Both Camila Melo Parra’s “Castle’s of Ash” and Andrea Cote’s “In the Clorox War” look at routine’s power to drive compulsion, fascination and obsession as forces of distraction, focus and desire. Particularly throughout the past several months, as many of us find ourselves confined to the home, passing the time has become a great concern as well as confronting loneliness and solitude. As Cote focusses on acts of cleaning as part of daily routine, she speaks to humanity’s tendency to rely on repetition in times of boredom and even fear as a coping mechanism. Melo Parra, like Zoila Forrs in “I Discover You,” employs similar themes of yearning in her depiction of the search for a love lost, whereby search, just as cleaning, channels our focus into a productive force of routine in moments of solitude.
In a similar vein, Mostafa Ibrahim’s poem, “A Feature Film” along with Ahmed Mohsen’s untitled piece look at time as a fundamental aspect of routine. Echoing Cote’s concern with how to pass time and fill one’s day in an era of monotony, Ibrahim discusses how repetition pushes time into cyclic motions, making past, present and future one and the same, later underscored by Mohsen who offers time as the most fundamental manifestation of routine itself.
Leena Kellosalo tackles the potential pitfalls of time as routine in her pair of poems through a rumination on predestination. Ultimately, she encourages engagement as a means of spiritual and bodily awakening in order to challenge the original sin’s deterministic view of humanity. By emphasizing the importance of choice as a pillar of life, she frames routine as both influence on and influenced by the human condition.

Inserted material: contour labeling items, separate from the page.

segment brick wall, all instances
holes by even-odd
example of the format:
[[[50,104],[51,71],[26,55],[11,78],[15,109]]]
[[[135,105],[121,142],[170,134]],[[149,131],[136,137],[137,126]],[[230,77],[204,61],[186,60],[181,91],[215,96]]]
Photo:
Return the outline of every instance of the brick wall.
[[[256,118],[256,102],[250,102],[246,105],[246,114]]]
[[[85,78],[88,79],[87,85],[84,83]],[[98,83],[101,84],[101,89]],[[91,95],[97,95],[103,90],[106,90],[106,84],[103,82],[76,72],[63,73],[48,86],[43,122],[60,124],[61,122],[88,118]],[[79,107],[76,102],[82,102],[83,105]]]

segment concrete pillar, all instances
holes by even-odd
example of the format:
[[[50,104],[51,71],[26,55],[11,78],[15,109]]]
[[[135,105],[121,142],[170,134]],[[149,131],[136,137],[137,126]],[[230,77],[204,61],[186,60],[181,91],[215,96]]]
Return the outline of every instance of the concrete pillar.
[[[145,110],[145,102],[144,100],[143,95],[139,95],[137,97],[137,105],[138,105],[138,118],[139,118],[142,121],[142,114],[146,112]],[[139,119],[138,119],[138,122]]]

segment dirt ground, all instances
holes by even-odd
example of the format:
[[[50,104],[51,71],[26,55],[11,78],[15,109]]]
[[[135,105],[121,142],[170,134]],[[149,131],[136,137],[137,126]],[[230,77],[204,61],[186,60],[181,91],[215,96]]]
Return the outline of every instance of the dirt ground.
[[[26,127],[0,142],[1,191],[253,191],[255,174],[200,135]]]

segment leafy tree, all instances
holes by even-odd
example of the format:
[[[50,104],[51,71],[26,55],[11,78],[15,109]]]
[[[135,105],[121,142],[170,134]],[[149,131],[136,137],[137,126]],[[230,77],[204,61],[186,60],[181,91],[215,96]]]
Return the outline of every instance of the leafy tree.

Ibrahim, Mohsen and Kellosalo’s poems are accompanied by a mediating translation from their original languages into Spanish, then from Spanish into English. Because the English translations were composed with the Spanish as referent, we felt it important to lay bare the multilayered process of translation throughout which multiple refractions of the same piece are produced. In doing so, we hope not only to underscore the importance of collaboration inherent in the works, but also to engage a larger audience through a multilingual approach that de-emphasizes English as the singular target language or lingua franca of readership.